As much as we love our kids, saying yes is just not always possible
I love my kids more than I could ever love anyone else or anything in this world but there are things I will do for them and things that I won’t do. Call me harsh but while my kids are just that “Kids” they are also at an age when they can be responsible and they also understand how the world works (or at least as much as they can.) This is why I won’t pander to their every demand and these are the things I won’t do for my kids.
- Give into their whining- Whining or moaning are a big no no in our house and no one gets what they want by whining. Sure you can have an off day but don’t expect to get a treat after dinner if you whined all afternoon.
- Make them meals after dinner- I make dinner every day, on the odd occasion we would have a treat takeaway but otherwise I cook. Not only do I cook to suit all the likes and dislikes I also bake during the week and I feel that is enough.
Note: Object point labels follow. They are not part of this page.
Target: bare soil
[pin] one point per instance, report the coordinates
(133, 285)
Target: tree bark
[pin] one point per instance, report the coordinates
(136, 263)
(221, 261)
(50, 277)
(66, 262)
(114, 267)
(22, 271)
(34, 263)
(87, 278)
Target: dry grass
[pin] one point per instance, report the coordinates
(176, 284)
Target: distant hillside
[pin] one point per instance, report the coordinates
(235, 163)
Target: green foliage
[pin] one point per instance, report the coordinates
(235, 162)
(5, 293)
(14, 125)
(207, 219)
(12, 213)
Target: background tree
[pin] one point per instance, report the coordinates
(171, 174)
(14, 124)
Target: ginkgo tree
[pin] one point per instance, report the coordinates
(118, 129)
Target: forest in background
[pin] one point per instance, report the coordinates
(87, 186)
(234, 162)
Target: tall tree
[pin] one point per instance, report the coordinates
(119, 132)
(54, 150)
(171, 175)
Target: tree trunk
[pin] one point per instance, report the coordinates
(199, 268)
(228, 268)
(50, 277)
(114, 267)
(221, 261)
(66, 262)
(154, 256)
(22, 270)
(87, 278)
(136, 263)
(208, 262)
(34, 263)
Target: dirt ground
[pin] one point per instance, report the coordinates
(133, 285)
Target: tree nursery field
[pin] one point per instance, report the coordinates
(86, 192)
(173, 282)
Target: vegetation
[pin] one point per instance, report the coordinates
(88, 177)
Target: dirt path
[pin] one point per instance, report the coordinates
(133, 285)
Once the dinner is over I will not make my kid another meal if they didn’t eat their dinner, I will offer them bread or a yogurt but not another meal. Dinner time came and they chose to decline the food I made, so in that case it is tough luck I am afraid!
- Let them do as they like- Kids don’t like hearing no but I for one think it is vital for kids to know they can’t have it their way all the time. I won’t let my teenager hang around the town, I won’t let my youngster go into people’s houses if I don’t know the parents. I feel kids need boundaries and I for one am going to hold them up for as long as I possibly can.
- Replace expensive toys or gadgets- If my kid gets a gift at Christmas and then promptly loses it or damages I will not replace it for them. It can go on to the “wanted list” and maybe in the future they will get it, but I am not going out and spending my money on something they didn’t take the care to mind properly.
- Buy them everything they want- I don’t care if every kid in my child’s class has a phone or that my teenage daughter’s friends all have a certain type of jumper. I believe kids should earn things too, behave well for a few weeks, save up some money to put towards the item and I will meet them half way but I am not throwing money out at everything you desire because next week there will be something else on the list.
- Lie for them- I believe that children need to know that honesty is pivotal in life and it is the best way to treat others with trust and compassion. Lying for your child (however silly it may be) isn’t going to teach them how to be honest.